Friday, April 29, 2011

Science Friday!

   It all began in the parking lot at Kroger. I was sitting in my car, trying to figure out what to make for dinner. The radio was on NPR, I wasn't really paying attention until I heard a voice say something about counting roadkill. That ought to get anyones attention. So I listened and it turns out that particular show was part of the Science Friday program and they were discussing Citizen Science Projects.
   I've always loved science, gardening, our natural world, but I've never had any direction or ultimate goal or purpose. I knew at that moment I'd found my calling, a way to give meaning to my various hobbies and interests and tie them all together.
   Over the next few days I went crazy looking at all the things I could get involved in at The tough part was narrowing it down to just a few. So far I've participated in Project Feeder Watch, the Great Backyard Birdcount, the Great Sunflower Project, and the Monarch Waystation program. If I can I'll also work on the Lost Ladybug Project. I've also had our home certified through the National Wildlife Federation as a Certified Wildlife Habitat. It's very easy to get involved in something, there are dozens of different types of projects, from easy to highly involved, and in every field of interest imaginable. Check it out! Also if you love science like me, check out the Science Friday program on NPR at 2-4pm eastern, or
   Well, I'm happy to report my baby monarch caterpillars survived the latest horrible storm, which included a tornado watch. I have no idea how at one day old they managed to hold onto those plants through such terrible wind and pounding rains.

   In a future post I'll tell how all about my critter cam, but for now I'll just show you last nights visitors. First was Foxy, then came our regular raccoon (pointy nose, short ears, we have others but they're not regulars), and then two possums. They're scavenging under the birdfeeders for fallen seed bits and tasty morsels.

Thursday, April 28, 2011

Plant it and they will come!

I didn't even have all of the plants in the ground yet. Last Saturday the Monarchs arrived and laid eggs on my puny milkweed plants. This seems a bit ahead of schedule, but according to some sources, the crazy storms we've been having lately have blown the Monarchs further north than the plants were ready for.

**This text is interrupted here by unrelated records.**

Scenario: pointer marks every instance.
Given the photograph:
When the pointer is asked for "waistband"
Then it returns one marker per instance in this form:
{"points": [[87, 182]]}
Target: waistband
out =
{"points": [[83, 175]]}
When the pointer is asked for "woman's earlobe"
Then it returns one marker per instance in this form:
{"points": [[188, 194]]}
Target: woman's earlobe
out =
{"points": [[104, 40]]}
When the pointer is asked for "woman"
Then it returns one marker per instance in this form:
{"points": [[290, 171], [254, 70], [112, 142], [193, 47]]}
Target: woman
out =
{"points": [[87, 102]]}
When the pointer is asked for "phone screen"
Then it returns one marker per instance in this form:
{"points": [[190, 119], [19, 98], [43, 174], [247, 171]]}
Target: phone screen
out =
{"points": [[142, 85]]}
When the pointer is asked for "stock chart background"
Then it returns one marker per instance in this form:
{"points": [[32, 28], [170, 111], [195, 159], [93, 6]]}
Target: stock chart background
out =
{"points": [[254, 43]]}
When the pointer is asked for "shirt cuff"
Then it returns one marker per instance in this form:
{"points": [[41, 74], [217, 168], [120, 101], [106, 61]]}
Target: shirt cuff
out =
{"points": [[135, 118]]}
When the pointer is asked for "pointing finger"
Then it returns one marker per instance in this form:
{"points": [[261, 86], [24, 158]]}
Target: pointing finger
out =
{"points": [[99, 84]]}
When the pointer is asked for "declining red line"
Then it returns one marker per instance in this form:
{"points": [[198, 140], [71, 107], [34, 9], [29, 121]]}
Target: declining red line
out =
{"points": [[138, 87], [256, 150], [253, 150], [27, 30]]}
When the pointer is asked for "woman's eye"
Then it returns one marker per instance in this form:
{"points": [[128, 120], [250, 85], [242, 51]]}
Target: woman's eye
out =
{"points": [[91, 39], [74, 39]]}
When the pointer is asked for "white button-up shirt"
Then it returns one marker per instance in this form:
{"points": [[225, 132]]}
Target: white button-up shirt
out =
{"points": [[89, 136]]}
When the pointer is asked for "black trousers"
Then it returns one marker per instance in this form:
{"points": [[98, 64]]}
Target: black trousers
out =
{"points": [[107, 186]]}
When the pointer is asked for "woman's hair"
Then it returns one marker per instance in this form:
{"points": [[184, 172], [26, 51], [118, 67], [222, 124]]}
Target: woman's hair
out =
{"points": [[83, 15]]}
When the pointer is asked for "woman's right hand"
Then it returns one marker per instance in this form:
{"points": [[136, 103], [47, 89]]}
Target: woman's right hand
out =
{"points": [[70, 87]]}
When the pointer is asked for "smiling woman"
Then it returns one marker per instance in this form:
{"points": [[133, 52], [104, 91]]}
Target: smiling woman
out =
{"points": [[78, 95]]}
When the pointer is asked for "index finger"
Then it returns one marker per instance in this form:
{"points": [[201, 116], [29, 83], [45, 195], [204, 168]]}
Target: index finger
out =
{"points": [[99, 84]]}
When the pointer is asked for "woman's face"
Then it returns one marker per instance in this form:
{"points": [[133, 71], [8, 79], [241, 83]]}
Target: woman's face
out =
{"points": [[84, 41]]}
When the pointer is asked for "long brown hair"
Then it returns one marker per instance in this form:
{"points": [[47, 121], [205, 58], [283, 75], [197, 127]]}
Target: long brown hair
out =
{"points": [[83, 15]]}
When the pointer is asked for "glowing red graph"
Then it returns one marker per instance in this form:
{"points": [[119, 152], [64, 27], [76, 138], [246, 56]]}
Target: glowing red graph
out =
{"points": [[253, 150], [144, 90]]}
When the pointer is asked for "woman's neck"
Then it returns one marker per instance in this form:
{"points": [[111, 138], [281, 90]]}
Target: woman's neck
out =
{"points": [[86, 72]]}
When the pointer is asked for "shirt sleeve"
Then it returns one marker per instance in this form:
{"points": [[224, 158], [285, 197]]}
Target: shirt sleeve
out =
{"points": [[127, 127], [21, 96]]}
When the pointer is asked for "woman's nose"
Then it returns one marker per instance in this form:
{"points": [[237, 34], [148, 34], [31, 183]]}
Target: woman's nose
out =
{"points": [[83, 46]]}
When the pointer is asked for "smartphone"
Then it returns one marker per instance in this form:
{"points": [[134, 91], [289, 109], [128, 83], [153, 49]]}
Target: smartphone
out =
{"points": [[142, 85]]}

Hopefully there will be enough leaves for the caterpillars to eat, I may have to move them from plant to plant as they feed.

By the way, in case you don't know what I'm talking about, Monarch butterflies only lay their eggs on plants from the milkweed family. The caterpillars then eat the leaves (which are poisonous, in turn making them poisonous to predators), grow, from a chrysalis, and voila! morph into a butterfly. Google it, it's awesome!

Consider adding some milkweed plants to your garden to help the threatened Monarch butterfly!

My eggs hatched yesterday, photos were nearly impossible. The tiny baby caterpillars are smaller then a grain of rice at this stage.

Can you find it? Look in the top center, this one just barely shows its stripes.

A Tentative Beginning

I've hesitated for long time to create a blog because I'm quite resistant to putting myself "out there" on the internet. I have no Facebook page nor do I Tweet and I never will. I would however like to share some of what we've been doing with friends and family, and if nobody cares what we are doing or why, then at least we have a documented history for ourselves. I'm not a talented writer, photographer, or gardener, so I'm not here to brag. We are however passionate about what we're doing and I hope it shows.

Welcome to our Suburban Wilderness.

We're trying to give back a little to our ecosystem and our Mother Earth. Native plants, native insects, birds, and mammals, will all find a welcome habitat on our properties. A place to live, find food, and reproduce. You don't have to live way out in the country to experience the joys of nature, we're proof of that.

Suburban, because we are in the county but right on the corner between two city limits and less than a mile from the busiest road in the city/county.

Wilderness, because we have attracted and nutured a vast array of species on our tiny lot that most people wouldn't see on walk through they're favorite parkland. Foxes, deer, raccoons, bunnies, possums, skunks, dozens of species of birds, many with nests right now, all are regular visitors. Don't forget the wildflowers. Yeah some species can be destructive (deer and bunnies most famously) but we are learning ways to live harmoniously with them. It is possible.

Hi! My name's Foxy, I'm cute aren't I! I help control the rodent population.